Thursday, 12 December 2013

DR. DRE: WHAT I'VE LEARNED


My mother got pregnant with me at the age of fifteen. This was ’64, and unheard of at that time. She was told, “You’re fucking your life up. You won’t be shit—and your kid won’t be shit.” Everyone was trying to convince her to get an abortion. She wouldn’t. So it was always embedded in my head as a child that I have to be a success, because those people cannot be right.

My father is the oldest of seven boys. And they’re in the street shit, period. Drug dealing and the whole nine. My father’s family steered me away from that life. They were really graphic with me. I saw people doing drugs when I was eleven years old. Back then, the popular drug was PCP. For some reason, when people did this drug, they’d want to take their clothes off and run down the middle of the street. I was watching that at a really young age, seeing firsthand what effect drugs and gangbanging had on people. It was never a happy ending, and my father and my uncles pushed me to leave the street shit alone.

In school, because of my mother. In street smarts, through my father. And to be perfectly honest with you, I dont know which one was more valuable.

I’ve been listening to music for as long as I can remember. I was bred for this from birth. My mother has a picture of me in a onesie putting a needle to a turntable.

You can learn it. But in order to be good at it, to be really great at it, it has to be in you.


I’ve gone seventy-nine hours without sleep, creating. When that flow is going, it’s almost like a high. You don’t want it to stop. You don’t want to go to sleep for fear of missing something.

I don’t even listen to the records after they come out. It’s outlawed in my house. My wife and my kids can’t play any of my music around me. Once it comes out, for me, it’s just business. Numbers.

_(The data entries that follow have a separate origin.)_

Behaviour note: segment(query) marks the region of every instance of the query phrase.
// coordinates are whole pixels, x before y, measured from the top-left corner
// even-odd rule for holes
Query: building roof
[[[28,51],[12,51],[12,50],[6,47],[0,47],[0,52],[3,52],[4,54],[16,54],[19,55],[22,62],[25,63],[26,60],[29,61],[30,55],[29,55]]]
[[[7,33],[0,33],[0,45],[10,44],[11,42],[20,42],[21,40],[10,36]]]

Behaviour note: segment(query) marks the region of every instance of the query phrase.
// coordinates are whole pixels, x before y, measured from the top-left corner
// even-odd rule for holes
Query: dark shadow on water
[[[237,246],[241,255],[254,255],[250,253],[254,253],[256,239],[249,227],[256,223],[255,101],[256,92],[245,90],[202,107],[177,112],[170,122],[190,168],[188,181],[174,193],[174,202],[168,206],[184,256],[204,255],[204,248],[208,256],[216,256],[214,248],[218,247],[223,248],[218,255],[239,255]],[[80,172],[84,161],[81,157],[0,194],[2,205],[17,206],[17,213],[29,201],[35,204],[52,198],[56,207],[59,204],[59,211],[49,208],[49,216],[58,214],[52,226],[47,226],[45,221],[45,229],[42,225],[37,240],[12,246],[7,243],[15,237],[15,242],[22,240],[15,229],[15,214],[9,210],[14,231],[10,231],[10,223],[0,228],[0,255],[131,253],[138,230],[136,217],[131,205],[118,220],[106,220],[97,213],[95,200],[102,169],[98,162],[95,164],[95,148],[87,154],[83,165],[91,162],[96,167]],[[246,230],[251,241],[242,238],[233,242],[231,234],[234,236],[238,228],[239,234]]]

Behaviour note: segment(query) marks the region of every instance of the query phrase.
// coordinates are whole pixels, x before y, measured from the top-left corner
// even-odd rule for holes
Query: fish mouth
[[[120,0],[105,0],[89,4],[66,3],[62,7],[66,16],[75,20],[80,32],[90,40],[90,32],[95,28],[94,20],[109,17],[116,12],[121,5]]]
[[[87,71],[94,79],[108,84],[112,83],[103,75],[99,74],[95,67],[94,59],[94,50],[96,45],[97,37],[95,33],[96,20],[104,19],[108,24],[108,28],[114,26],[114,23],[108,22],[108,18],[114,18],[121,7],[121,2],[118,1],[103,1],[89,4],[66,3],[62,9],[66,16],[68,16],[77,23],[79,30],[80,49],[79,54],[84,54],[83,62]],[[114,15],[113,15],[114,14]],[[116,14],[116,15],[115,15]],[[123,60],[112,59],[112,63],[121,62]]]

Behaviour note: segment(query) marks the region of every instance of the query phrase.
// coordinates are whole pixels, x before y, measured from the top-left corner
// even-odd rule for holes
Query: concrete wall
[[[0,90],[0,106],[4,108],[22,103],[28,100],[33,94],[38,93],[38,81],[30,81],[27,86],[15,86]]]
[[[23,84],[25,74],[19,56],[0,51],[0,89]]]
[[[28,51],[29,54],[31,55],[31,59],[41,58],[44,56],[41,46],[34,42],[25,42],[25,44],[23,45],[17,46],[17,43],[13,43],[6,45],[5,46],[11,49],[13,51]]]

It’s entertaining to watch somebody break my music down or explain what he thinks I was thinking during the process of making these records. Because . . . he has no idea.

The good keeps you going. The bad motivates you, too.

It’s always weird when people approach me to make an investment. I tell them, “I don’t need any more money. I’m good.” Then I wait for their expression. That part is entertaining, because people look at you like you’re crazy when you say you don’t need any more money. Who says that?

My kids soak in most of what I’m saying. Sometimes they don’t get it right away, but it’s always good to hear, “Yeah, you were right.”

I love the fact that we have a president who plays basketball.

Clear communication. Respect. A lot of laughter. And a lot of orgasms. That’s what makes a marriage work.

Kids are the ultimate form of motivation. They’re watching. They’re mimicking. They’re an extension of you. So you have to win.

If it’s not edited right, it’s shit.

The race factor was just a minuscule part of what I was doing with Eminem. It was really about the music and how well we worked together. When me and Marshall got in the studio, it instantly clicked. I put the track on, we had a little bit of idle chitchat, I put on the beat, and maybe five seconds in—I swear to God—he goes, “Hi, my name is.” That was it. And it’s still clicking. There’s something about our thing that’s just magical.

I love the new technology. New things give you a reason to want to go to the studio. New challenges mean you have to keep up, you know?

I believe in reincarnation, and I believe I’ve lived quite a few lives. I was at this party and there was this psychic, this little old lady with a flower in her hair. I don’t believe in that stuff. I’m the biggest skeptic. But, hey, it was a party, and I decided to sit down with her. She looked right through me, kind of freaked me out. She did past-life regression. She started telling me things that I really believe. She’s telling me that I’ve been back several times before. She says, “This is the last time you have to come back. You don’t have to come back anymore if you don’t want to.” I was taking it as entertainment. But something inside me was saying, Hmmm.